Somehow, my late 20's showed up and the career thing stabilized a bit, but nothing else did and I ran so much and so hard and because I still believed that I was immune to injuries, I, of course, managed to seriously injure myself during the thing I love the most: Ragnar.
The thing I used as an escape chewed me up and spit me out and gave me 6 months of limited mobility and coming up on a year of almost daily pain. A lot of my endurance and speed is gone, too. So my ego's pretty much been disassembled. And with it, a lot of the assuredness I'd created for myself through the ugly triumvirate of the above terms.

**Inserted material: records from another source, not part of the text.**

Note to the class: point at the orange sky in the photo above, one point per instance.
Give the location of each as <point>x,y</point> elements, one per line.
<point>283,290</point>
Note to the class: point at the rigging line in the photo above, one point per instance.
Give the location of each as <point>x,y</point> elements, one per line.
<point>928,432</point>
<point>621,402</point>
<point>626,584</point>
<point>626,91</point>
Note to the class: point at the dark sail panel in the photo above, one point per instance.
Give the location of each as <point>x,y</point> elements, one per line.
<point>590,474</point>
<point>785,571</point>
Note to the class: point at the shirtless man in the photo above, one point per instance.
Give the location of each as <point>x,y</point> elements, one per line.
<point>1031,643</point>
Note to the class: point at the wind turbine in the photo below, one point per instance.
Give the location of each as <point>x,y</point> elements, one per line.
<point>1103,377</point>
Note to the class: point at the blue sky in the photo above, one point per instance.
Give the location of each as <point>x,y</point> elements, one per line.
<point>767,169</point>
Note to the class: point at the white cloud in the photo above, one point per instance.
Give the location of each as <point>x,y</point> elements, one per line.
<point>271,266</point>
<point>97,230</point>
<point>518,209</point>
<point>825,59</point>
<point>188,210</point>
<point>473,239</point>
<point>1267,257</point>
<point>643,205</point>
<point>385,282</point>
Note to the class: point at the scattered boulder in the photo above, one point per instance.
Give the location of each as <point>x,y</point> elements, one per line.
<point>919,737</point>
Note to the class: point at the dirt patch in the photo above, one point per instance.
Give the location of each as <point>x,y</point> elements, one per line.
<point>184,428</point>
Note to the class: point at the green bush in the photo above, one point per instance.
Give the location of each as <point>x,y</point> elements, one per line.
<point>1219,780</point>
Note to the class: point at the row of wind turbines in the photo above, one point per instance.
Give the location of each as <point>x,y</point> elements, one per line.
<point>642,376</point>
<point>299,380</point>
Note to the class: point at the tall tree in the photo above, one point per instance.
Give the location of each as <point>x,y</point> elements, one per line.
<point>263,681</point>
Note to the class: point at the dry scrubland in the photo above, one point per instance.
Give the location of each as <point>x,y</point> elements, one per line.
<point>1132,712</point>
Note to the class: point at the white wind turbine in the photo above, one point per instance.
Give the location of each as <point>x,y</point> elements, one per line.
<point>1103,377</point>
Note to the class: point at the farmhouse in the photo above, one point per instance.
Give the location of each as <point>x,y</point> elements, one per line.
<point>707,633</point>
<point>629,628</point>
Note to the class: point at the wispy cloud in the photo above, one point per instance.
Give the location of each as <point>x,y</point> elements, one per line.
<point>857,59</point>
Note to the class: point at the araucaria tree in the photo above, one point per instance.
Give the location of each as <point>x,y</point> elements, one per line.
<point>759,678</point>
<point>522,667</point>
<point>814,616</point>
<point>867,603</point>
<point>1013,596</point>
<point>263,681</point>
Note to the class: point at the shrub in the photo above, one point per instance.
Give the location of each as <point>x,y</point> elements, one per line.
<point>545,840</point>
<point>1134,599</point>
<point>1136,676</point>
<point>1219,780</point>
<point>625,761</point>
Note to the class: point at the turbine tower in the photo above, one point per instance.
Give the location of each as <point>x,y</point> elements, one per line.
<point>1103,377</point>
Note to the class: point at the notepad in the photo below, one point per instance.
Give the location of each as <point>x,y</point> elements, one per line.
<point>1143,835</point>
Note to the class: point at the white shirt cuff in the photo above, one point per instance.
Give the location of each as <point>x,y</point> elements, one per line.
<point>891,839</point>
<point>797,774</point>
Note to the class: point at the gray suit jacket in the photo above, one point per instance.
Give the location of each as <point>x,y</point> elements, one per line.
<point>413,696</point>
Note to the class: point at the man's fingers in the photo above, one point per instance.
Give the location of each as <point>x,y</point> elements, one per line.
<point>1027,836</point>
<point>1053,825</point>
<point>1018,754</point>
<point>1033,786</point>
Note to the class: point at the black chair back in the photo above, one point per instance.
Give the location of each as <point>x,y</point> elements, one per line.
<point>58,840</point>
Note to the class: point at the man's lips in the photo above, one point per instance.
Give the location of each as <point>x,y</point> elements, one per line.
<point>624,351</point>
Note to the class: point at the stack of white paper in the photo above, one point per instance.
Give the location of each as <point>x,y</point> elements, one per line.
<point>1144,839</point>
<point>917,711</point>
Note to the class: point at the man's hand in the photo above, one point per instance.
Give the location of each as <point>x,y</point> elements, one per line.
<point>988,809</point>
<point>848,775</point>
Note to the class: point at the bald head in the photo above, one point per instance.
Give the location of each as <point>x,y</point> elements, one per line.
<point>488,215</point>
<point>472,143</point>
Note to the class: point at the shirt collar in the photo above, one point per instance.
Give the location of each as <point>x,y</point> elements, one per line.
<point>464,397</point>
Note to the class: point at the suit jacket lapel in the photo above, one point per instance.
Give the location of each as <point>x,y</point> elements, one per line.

So here we are. I'm trying to train for my 5th marathon. And I don't even know if I can do it anymore. We'll get there in another post.
But for now, I leave you with five postscripts regarding mental health:
- I have a therapist and she's the greatest. It took me a LONG TIME to find the right one. She doesn't think my self-deprecating jokes are funny, but she's never once told me to stop running so she can stay. I recommend you also invest in a professional therapist. Why? I have spent thousands of dollars on physical therapy, podiatry, massage therapy, cardiology, and probably some other kind of health-related field in my 10+ year athletic career. It is ridiculous to not also invest in my mental health.
- Mental health is far more precarious (for some people, like me) than physical health. I can take 2 weeks off running (even if I hate that). I can't back out of my life for 2 weeks (as much as I would like to.) And when I couldn't run, my mental health was impacted and in need of greater care so I could continue doing things like going to work, engaging with friends and family, and generally making it through the day feeling *something.* Invest - find the time, work with your insurance, seek out free resources.
- Medication is not the only answer, but that doesn't mean there's something wrong with medication. Personally, I have yet to find a medication that addresses my particular brand of symptoms without also basically removing my entire agency. So I don't take medication regularly. Instead, I have found that I can maintain a healthy balance with regular exercise (specifically running and powerlifting). On days when I get to run and lift (separate sessions), my body replicates the cool feeling of medication in my veins. Therapy has been revolutionary as has been doing this thing where I say what I mean (outcome of therapy). Whole body/mind approaches to mental health are incredibly important and effective. For some, this includes medication, for others, it does not. Be open.
- Expect strange methods of processing. Often times, it's totally reliable but, sometimes, you find yourself crying in a gym shower for no reason. It's fun. Don't be hard on yourself.
- My GP was very very wrong. I wouldn't go to my GP to diagnose a bone spur that fractured and subsequently triggered redundant nerve pain. I'd go to her to refer to me a good podiatrist. I made this serious error a few years ago and allowed a GP to prescribe two very heavy medications for anxiety/depression after a 5 minute conversation. Why? I didn't know better. My PT took longer to diagnose me and come up with a treatment plan (for the foot) than my GP did (for my brain). Y'all, take the time. Find a good psychiatrist (with the help of your GP). But do not mistake a GP's legal ability to prescribe medication with their capability of accurately prescribing that medication. It has very serious, lasting consequences.